Le député a attiré l’attention du ministère sur la possibilité, pour les lycéens algériens, de passer en candidats libres les épreuves du baccalauréat français au niveau du lycée français Alexandre Dumas (LIAD) d’Alger, rappelant qu’il a été confronté à un accroissement « important » de candidats libres souhaitant passer les épreuves du baccalauréat.
Le ministère a indiqué que le nombre d’inscrits à la session 2018 du baccalauréat général s’établit à 710 candidats (épreuves terminales) en Algérie parmi lesquels 180 candidats scolaires et 530 candidats libres, soit une augmentation pour ces derniers de 13 % par rapport à la session 2017.
« Cette situation a conduit à réfléchir à de nouveaux modes de fonctionnement dans le cadre du plan pour l’enseignement français en Algérie, mais également à une échelle régionale », a expliqué le ministère qui a relevé une « très forte » augmentation des inscriptions.
« C’est ainsi que 772 candidats libres se sont inscrits aux épreuves anticipées de la session du baccalauréat 2019 (épreuves se déroulant en 2018) soit une augmentation de 40 % par rapport à 2017, a-t-il précisé.
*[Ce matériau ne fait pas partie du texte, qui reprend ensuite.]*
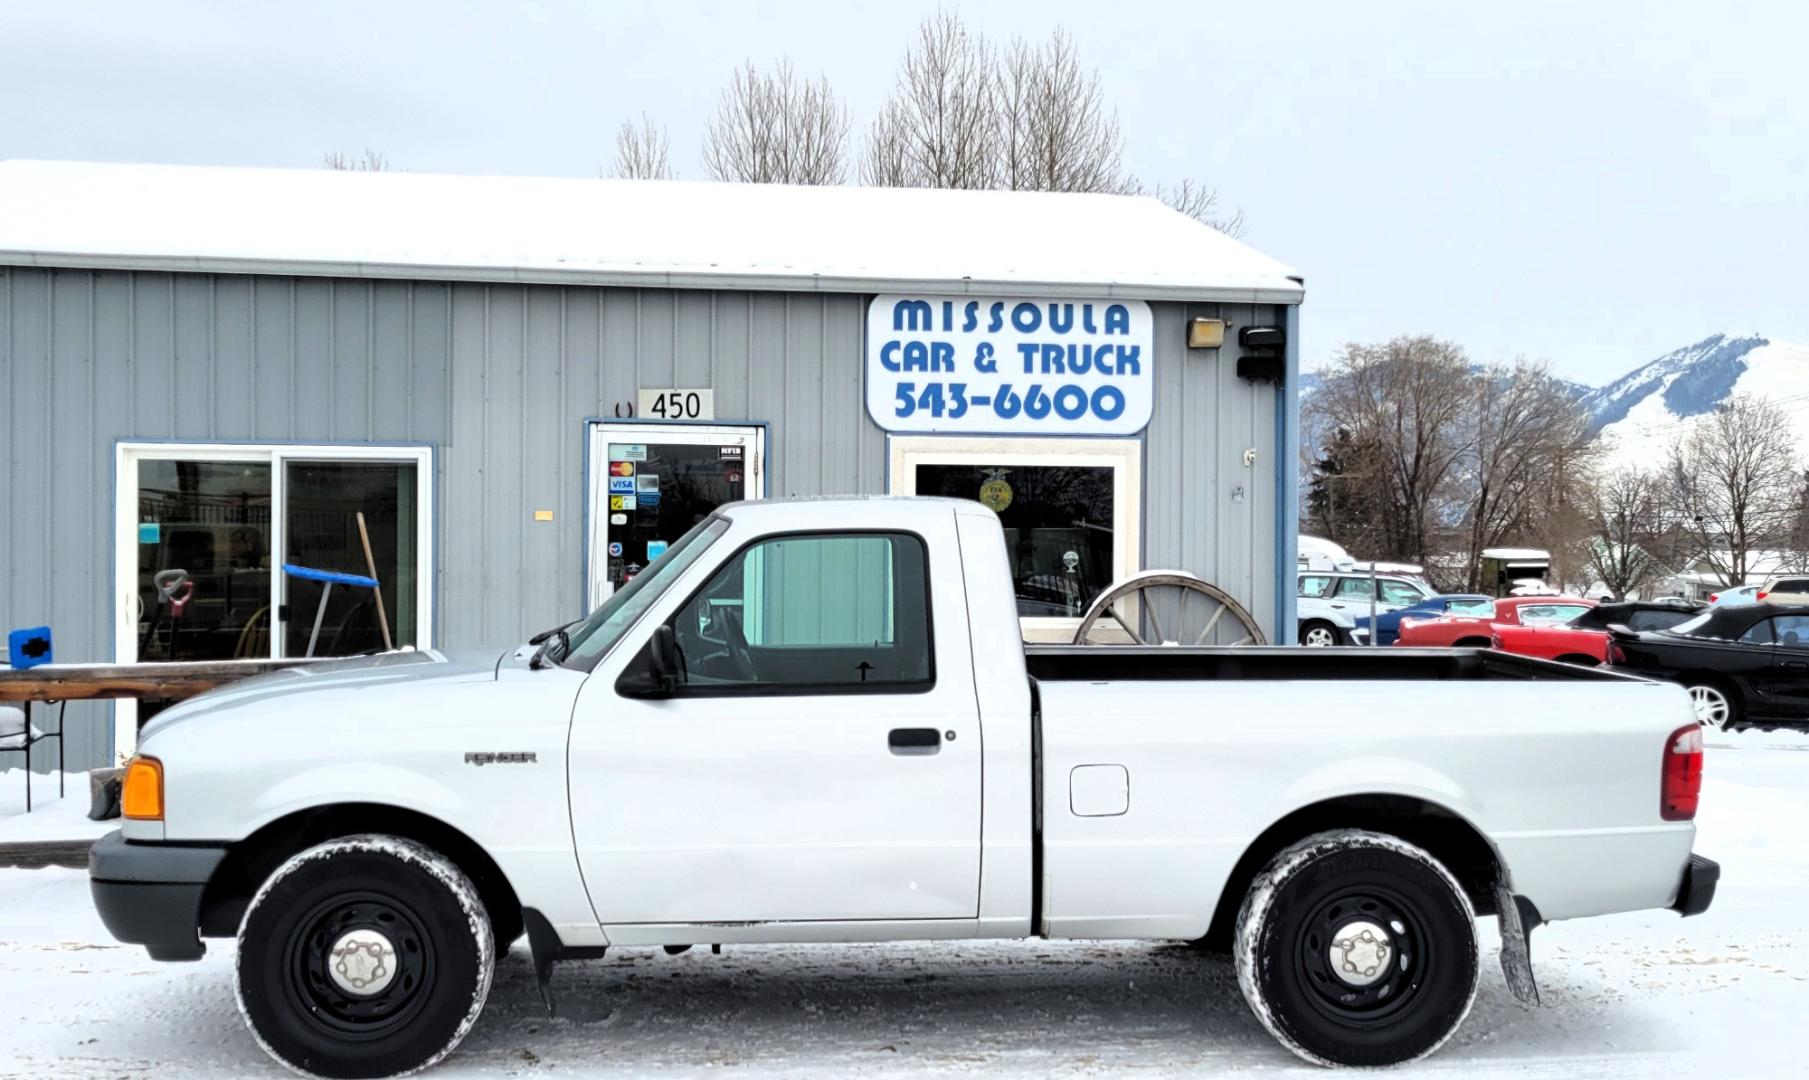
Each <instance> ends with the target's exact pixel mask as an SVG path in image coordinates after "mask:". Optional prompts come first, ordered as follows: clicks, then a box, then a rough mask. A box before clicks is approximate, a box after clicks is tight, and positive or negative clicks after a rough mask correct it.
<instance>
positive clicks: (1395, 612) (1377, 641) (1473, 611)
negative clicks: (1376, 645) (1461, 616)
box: [1351, 593, 1494, 646]
mask: <svg viewBox="0 0 1809 1080" xmlns="http://www.w3.org/2000/svg"><path fill="white" fill-rule="evenodd" d="M1491 611H1494V597H1487V595H1482V593H1444V595H1436V597H1425V599H1424V601H1418V602H1413V604H1407V606H1406V608H1395V610H1393V611H1384V613H1380V615H1377V617H1375V637H1377V644H1384V646H1391V644H1395V639H1397V637H1400V621H1402V619H1438V617H1442V615H1487V613H1491ZM1351 639H1353V640H1355V642H1357V644H1369V613H1368V611H1360V613H1359V615H1357V628H1355V630H1351Z"/></svg>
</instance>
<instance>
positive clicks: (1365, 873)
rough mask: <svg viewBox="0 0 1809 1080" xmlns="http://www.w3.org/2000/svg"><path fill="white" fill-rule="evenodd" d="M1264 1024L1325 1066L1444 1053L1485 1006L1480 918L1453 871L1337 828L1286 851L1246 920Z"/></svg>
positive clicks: (1433, 862)
mask: <svg viewBox="0 0 1809 1080" xmlns="http://www.w3.org/2000/svg"><path fill="white" fill-rule="evenodd" d="M1234 959H1236V964H1237V984H1239V986H1241V988H1243V991H1245V1000H1248V1002H1250V1009H1252V1011H1255V1015H1257V1020H1261V1022H1263V1026H1264V1028H1268V1031H1270V1035H1274V1037H1275V1038H1279V1040H1281V1044H1283V1046H1286V1047H1288V1049H1292V1051H1293V1053H1295V1055H1299V1056H1302V1058H1306V1060H1310V1062H1313V1064H1321V1066H1397V1064H1402V1062H1411V1060H1416V1058H1422V1056H1425V1055H1429V1053H1433V1051H1435V1049H1438V1047H1440V1046H1442V1044H1444V1042H1445V1040H1447V1038H1451V1033H1453V1031H1456V1029H1458V1024H1462V1022H1463V1017H1465V1015H1469V1009H1471V1002H1474V999H1476V981H1478V970H1480V968H1478V961H1476V914H1474V910H1473V908H1471V903H1469V897H1467V895H1465V894H1463V888H1462V886H1460V885H1458V883H1456V879H1454V877H1453V876H1451V872H1449V870H1445V868H1444V865H1440V863H1438V859H1435V857H1433V856H1431V854H1427V852H1425V850H1422V848H1418V847H1413V845H1411V843H1406V841H1400V839H1397V838H1393V836H1384V834H1380V832H1364V830H1355V829H1350V830H1337V832H1321V834H1317V836H1310V838H1306V839H1302V841H1301V843H1295V845H1293V847H1288V848H1284V850H1283V852H1281V854H1277V856H1275V857H1274V859H1272V861H1270V863H1268V867H1264V868H1263V872H1261V874H1259V876H1257V877H1255V881H1254V883H1252V885H1250V892H1248V895H1246V897H1245V903H1243V910H1241V912H1239V915H1237V943H1236V948H1234Z"/></svg>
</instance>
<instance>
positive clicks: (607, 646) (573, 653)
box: [559, 517, 729, 671]
mask: <svg viewBox="0 0 1809 1080" xmlns="http://www.w3.org/2000/svg"><path fill="white" fill-rule="evenodd" d="M725 532H729V523H727V521H725V519H722V517H706V519H704V521H698V523H696V525H695V526H691V532H687V534H684V535H682V537H678V543H675V545H673V546H671V548H669V550H668V552H666V554H664V555H660V557H658V559H655V561H653V564H649V566H648V568H646V570H642V572H640V573H637V575H635V577H631V579H630V581H628V584H624V586H622V588H619V590H615V595H613V597H610V599H608V601H604V602H602V606H601V608H597V610H595V611H592V613H590V615H588V617H586V619H584V622H581V624H579V626H577V628H575V630H572V646H570V648H568V649H566V651H564V655H563V657H559V662H561V664H564V666H566V668H579V669H582V671H590V669H592V668H595V666H597V660H601V658H602V655H604V653H608V651H610V649H611V648H613V646H615V642H617V639H620V637H622V633H626V631H628V628H630V626H633V624H635V619H640V613H642V611H646V610H648V608H651V606H653V602H655V601H658V599H660V595H662V593H664V592H666V590H668V588H669V586H671V583H673V581H677V579H678V575H680V573H684V568H686V566H689V564H691V563H696V559H698V555H702V554H704V552H707V550H709V545H713V543H716V537H720V535H722V534H725Z"/></svg>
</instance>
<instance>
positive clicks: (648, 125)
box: [615, 112, 673, 179]
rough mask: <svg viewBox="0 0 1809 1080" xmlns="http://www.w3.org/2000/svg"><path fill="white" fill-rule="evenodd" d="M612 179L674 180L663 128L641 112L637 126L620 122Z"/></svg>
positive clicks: (615, 151) (647, 114)
mask: <svg viewBox="0 0 1809 1080" xmlns="http://www.w3.org/2000/svg"><path fill="white" fill-rule="evenodd" d="M615 175H617V177H620V179H673V166H671V156H669V154H668V139H666V127H664V125H655V123H653V119H651V118H649V116H648V114H646V112H642V114H640V123H639V125H637V123H635V121H631V119H624V121H622V128H620V130H617V132H615Z"/></svg>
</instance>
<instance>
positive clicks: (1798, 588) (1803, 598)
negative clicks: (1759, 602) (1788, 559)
mask: <svg viewBox="0 0 1809 1080" xmlns="http://www.w3.org/2000/svg"><path fill="white" fill-rule="evenodd" d="M1757 599H1760V601H1769V602H1773V604H1809V577H1805V575H1802V573H1791V575H1784V577H1773V579H1771V581H1767V583H1766V584H1762V586H1758V593H1757Z"/></svg>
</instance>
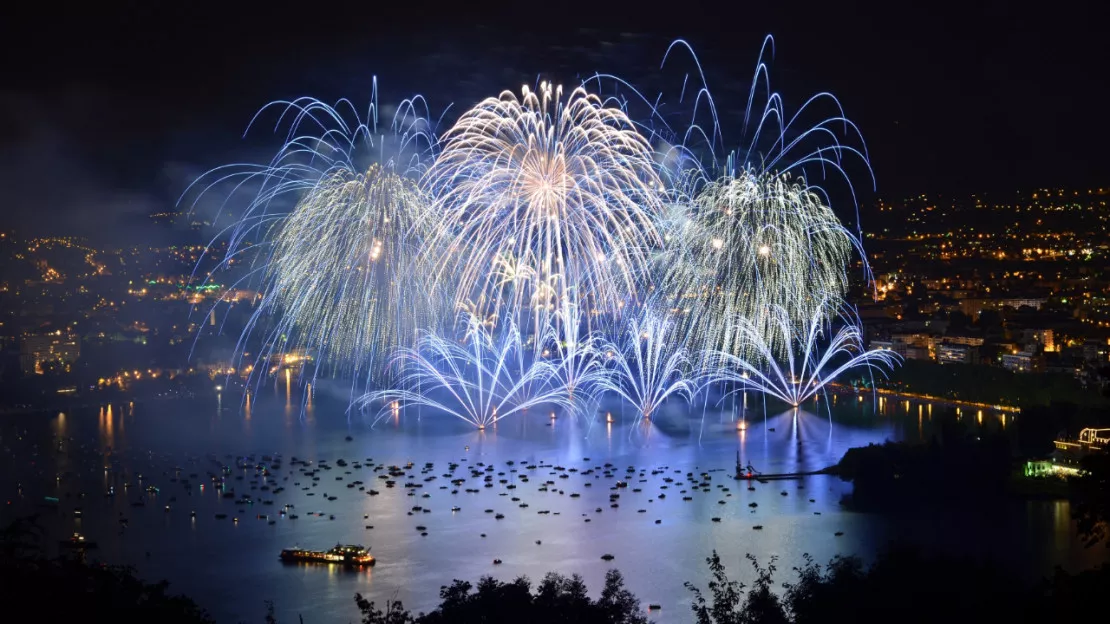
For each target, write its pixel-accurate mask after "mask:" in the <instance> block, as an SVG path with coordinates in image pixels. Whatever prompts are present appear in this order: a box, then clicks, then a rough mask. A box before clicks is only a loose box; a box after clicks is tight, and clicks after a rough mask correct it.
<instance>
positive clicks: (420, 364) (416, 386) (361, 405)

Selon les chiffres avancés par le député, en 2016, 460 candidats algériens
ont pu passer les épreuves du baccalauréat français, ajoutant qu’en 2017, la situation a été « particulièrement compliquée » car 800 candidats algériens n’ont pas été en mesure de passer les épreuves en candidats libres, « faute de place dans les locaux et faute de personnel surveillant suffisant ».